The tour will last approximately 30 minutes.
The gallery’s access information is available here.
Free exhibition tours are available for schools, universities and other community groups. We also offer tailored tours per request. Please email hello@eseacontemporary.org with at least two weeks’ notice to find out more about scheduling a group visit.
Please consider making a donation for free events. esea contemporary is a registered charity and your support will help us with our mission to create a more equal, diverse, and inclusive environment for our local and global audiences.
Jatiwangi art Factory (established in 2005) is a community that embraces contemporary arts and cultural practices as part of the local discourse in a rural area. Their diverse activities, always involving the local public, include a video festival, a music festival, a residency programme, a discussion series, the development of a Collective Forest called ‘Perhutana’, and a TV and radio station.

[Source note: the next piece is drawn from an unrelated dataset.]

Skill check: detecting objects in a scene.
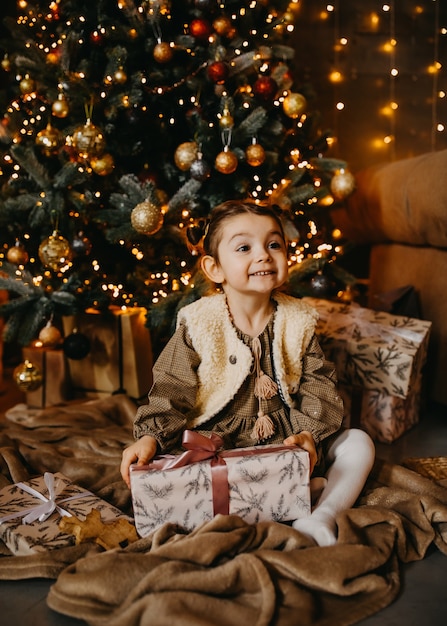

At the beginning of the twentieth century, the clay industry in Jatiwangi made it the biggest roof-tile producing region in Southeast Asia. A hundred years later, in 2005, using the same clay, JaF encouraged the people of Jatiwangi to create collective awareness and identity for their region through arts and cultural activities. In doing so, JaF aims to cultivate clay with more dignity and to enhance the collective happiness of the community. Currently, Jatiwangi is striving for its regional identity to become ‘Kota Terakota’ and has been approved by the Head of the Regency Government to be included in the City Detailed Spatial Planning Plan.
Since 2005, Jatiwangi art Factory has organised numerous public programmes and festivals involving various citizen groups and artists. Together with musicians, they formed a band consisting of police, soldiers, and the sub-district head as a vocalist. Collaborating with local and central governments, Indonesian and international artists and collectives, environmental organisations, and non-governmental organisations.
In 2022, Jatiwangi art Factory was one of the collectives invited by Documenta Fifteen in Kassel. In practice, Jatiwangi art Factory works together by involving various organisations and the local community of Kassel. Until now, they still maintain continuous connectivity to develop various collaboration possibilities in multiple disciplines.
Elgea Balzarie (b. 1997) explores positive psychology through various artistic approaches. Her focus is grounded in psychological development, exploring this through the medium of clay. Balzarie’s practice experiments with the materiality of this medium in order to connect with daily cultural needs, such as clay soap, masks, and skincare. In navigating human-environmental relations, her work revolves around activation through public programmes, gameboard psychology, community development art, social and mental health, and education.
Balzarie works with Jatiwangi art Factory (JaF), a contemporary art collective that celebrates local lands and their amalgamation with art and multidisciplinary collaborations, with their discourse centred on local life in the area of Jatiwangi, West Java, which is the largest tile-making centre in Southeast Asia. Jatiwangi art Factory examines the ways in which contemporary art and cultural practices can be contextualised with the everyday in rural areas, both in form and ideas.
Currently, Balzarie is the Director of Department Lovegood Production, the founder and a teacher of Bitebeat Learning Club, as well as part of the management team of Perhutana. Her recent experience includes being the Director of Jatiwangi art Factory in 2020.